The surgery took some hours after which the doctor came to him and said, “Thank goodness your son is saved! If you have any question, ask the nurse.” And he ran off.

“Why is he so arrogant? He couldn’t wait so that I could ask about my son’s condition?” said the father to the nurse.

The nurse answered with tears coming down her face, “His son died yesterday in a car accident. He was at the funeral when we called him for your son’s surgery. And now that he saved your son’s life, he left running for his son’s burial.”
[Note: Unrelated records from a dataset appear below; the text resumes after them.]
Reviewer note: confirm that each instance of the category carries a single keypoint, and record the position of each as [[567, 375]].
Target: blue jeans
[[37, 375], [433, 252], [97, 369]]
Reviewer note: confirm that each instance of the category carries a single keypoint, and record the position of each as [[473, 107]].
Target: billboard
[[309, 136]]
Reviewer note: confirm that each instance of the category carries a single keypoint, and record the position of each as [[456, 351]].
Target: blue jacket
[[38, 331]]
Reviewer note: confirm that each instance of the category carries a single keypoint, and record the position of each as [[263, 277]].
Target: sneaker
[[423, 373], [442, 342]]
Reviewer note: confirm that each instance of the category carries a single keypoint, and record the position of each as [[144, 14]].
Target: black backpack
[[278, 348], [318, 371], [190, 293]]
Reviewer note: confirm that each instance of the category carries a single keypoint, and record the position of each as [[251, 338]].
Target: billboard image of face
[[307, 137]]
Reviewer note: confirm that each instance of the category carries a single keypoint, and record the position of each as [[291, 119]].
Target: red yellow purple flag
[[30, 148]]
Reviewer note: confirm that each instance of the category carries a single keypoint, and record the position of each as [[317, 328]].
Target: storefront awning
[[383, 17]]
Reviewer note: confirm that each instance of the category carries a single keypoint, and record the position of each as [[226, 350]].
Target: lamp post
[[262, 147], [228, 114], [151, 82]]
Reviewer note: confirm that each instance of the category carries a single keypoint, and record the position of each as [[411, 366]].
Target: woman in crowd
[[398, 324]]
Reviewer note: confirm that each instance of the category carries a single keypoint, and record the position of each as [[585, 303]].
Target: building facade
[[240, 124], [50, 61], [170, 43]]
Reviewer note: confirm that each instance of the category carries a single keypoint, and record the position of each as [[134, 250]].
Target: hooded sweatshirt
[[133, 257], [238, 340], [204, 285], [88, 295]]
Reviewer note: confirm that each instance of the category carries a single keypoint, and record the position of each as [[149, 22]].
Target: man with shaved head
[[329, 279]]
Where most people would shield themselves, immersed in their own grief, this father wouldn’t miss the opportunity—even then—to be Gd’s hands in this world. 

 

And, as Jews, we must add one more path that will bring out your true essence: make Gd a part of your daily life. Make a set time everyday for at least 10 minutes to pray, meditate or just quietly talk to Gd. Perhaps, to one looking in from the outside Jewish life doesn’t always seem logical or rational. But for having a relationship with Gd, it works wonderfully. We don’t always know how or why all the parts of our cars work. But they do. Gd gave us the Torah—His factory authorized manual for how to have a relationship with Him. So in this New Year choose a new mitzvah or 2 and do it with enthusiasm, that more than anything will reveal the real you—and your children and grandchildren will see it. Here are 10 from a list by my colleague, Rabbi Mitchell Wohlberg:

  • Come to shule for no reason! See how many people come over and ask if everything is okay. Make it once a month.
  • Come for Yizkor at the end of Sukkot, Pesach and Shavuot. You’ll feel good and your parents will feel great.
  • Put a mezuzah not only on your front door but throughout the house. And while you’re at it, check the one that is on your front door. If you got it as a gift from your bank, you can be sure it’s not kosher.
  • Say the words, “Shema Yisrael Hashem Elokeinu Hashem Echad” every night before you go to sleep. It’s only 6 words.
  • This one’s my favorite: Stop emailing and texting on Shabbos. Who says so? Eric Schmidt, the Executive Chairman of Google who told graduates at Boston University this year: “You can’t let technology rule you. Remember to take one hour a day and turn that thing offand look into the eyes of the person you love.” We call that “Shabbos.”
  • Help make a minyan Friday and Saturday nights.
  • Build a sukkah.
  • Light Shabbos candles. Women who do it say it is the most spiritual moment of their week.
  • Turn your kitchen kosher. Once and for all, “just do it!”
  • Buy and read a Jewish book. No, it may not be as exciting as 50 Shades of Grey, but you’ll learn a lot more from it.

 

When you step out of the shower and you look in the mirror, you can’t see yourself because the steam has fogged the mirror. Perhaps you can see your form, but the vision is distorted. But with just the wipe of a hand the real you is revealed undistorted. Because of our levush, our suit of armor, we appear distorted to people. Yet like the mirror with a simple swipe of the hand—when we use our hands to be Gd’s hands—our true essence comes forward. Connecting with Gd removes the fog. Connecting with Gd lets us know that we’re not alone, that we’re safe and that anything is possible. We all walk around with our suits of amour as if we just stepped out of the shower, not allowing others to see our true self. Rosh Hashanah is the time to readjust your suit to fit your real self— the beautiful you, the amazing you, the holy you, the loving you, the wonderful you, the compassionate you, the generous you—the you that’s an image of Gd. 

 

So today on Rosh Hashanah, let the piercing sound of the Shofar break through our levush, our twisted outer suits of armor, directly into our neshamas, our holy souls. Let’s do a real teshuva and return to our true selves by filling our relationships with the light of love and forgiveness, by surpassing the obstacles that life or we put in our path, by nourishing our souls by being Gd’s hands in this world and by drawing closer to Him by enthusiastically enriching our Jewish lives. It reminds me of the wonderful saying, (walk like a pretzel a few steps) “I used to be different (now stand up) and now I am the same.”

 

May we return to who we really are with love and forgiveness installed on our hearts. Shanah Tovah U’Metukah, may we all have a good, sweet, healthy and meaningful New Year. Amen!